Where there is a significant risk of death to a member or members of the public, a healthcare professional would not only be entitled to breach confidentiality, but it seems clear that he or she would have a duty to act to try to prevent innocent deaths. Where the risk falls short of the risk of death but still involves a significant risk of very serious harm, the public interest in protecting others takes precedence over the interest of a patient in keeping medical information confidential. It also takes precedence over the public expectation that doctors keep patients’ medical information confidential. However, in the case of A and B, the test had not been met and it would not therefore be lawful to breach A’s confidentiality.
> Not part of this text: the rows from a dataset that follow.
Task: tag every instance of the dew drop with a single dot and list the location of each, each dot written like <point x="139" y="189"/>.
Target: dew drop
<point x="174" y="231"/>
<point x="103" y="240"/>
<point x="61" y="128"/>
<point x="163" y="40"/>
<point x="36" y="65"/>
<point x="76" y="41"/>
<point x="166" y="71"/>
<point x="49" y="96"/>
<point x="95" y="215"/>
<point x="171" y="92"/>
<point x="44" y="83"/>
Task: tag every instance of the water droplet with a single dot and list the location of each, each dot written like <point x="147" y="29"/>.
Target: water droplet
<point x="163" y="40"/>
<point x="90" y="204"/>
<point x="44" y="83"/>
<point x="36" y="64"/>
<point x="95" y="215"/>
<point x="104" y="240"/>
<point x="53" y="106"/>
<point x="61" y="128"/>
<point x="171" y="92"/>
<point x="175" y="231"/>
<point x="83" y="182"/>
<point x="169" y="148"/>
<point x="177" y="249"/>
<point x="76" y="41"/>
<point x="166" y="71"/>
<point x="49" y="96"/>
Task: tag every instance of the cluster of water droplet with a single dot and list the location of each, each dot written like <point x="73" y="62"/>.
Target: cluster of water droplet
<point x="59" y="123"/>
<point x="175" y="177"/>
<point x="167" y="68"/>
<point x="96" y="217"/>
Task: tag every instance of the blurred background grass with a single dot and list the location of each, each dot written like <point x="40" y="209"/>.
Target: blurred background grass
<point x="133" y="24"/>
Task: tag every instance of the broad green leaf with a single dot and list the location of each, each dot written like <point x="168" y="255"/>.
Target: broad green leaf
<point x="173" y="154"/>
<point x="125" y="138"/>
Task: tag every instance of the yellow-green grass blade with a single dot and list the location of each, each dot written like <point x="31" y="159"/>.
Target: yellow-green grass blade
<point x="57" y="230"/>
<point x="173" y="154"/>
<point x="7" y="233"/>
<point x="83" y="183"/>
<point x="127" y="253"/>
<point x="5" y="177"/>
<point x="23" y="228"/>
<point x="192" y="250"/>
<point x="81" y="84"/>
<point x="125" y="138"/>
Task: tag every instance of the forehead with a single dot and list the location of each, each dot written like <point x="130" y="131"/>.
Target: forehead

The judgment underscores the importance of patient confidentiality, which must be observed save in the most exceptional of circumstances.

Tips for practice

• Disclosures in the public interest can be ethically challenging. Adopt a low threshold for consulting your medical defence organisation.
• Ensure that a clear record explaining the decision is made in the patient’s records (including in those cases where there is a decision to maintain confidentiality).
• When disclosing information in the public interest, you should normally inform the patient about the disclosure.
• Any disclosures that are made should be to an appropriate person or body, and include only the information needed to meet the purpose.2

References
1.  The Child and Family Agency v A.A. & Anor [2018] IEHC 112.
2. Medical Council. Paragraph 31.3. Guide to Professional Conduct & Ethics for Registered Medical Practitioners.  8th Edition, 2016.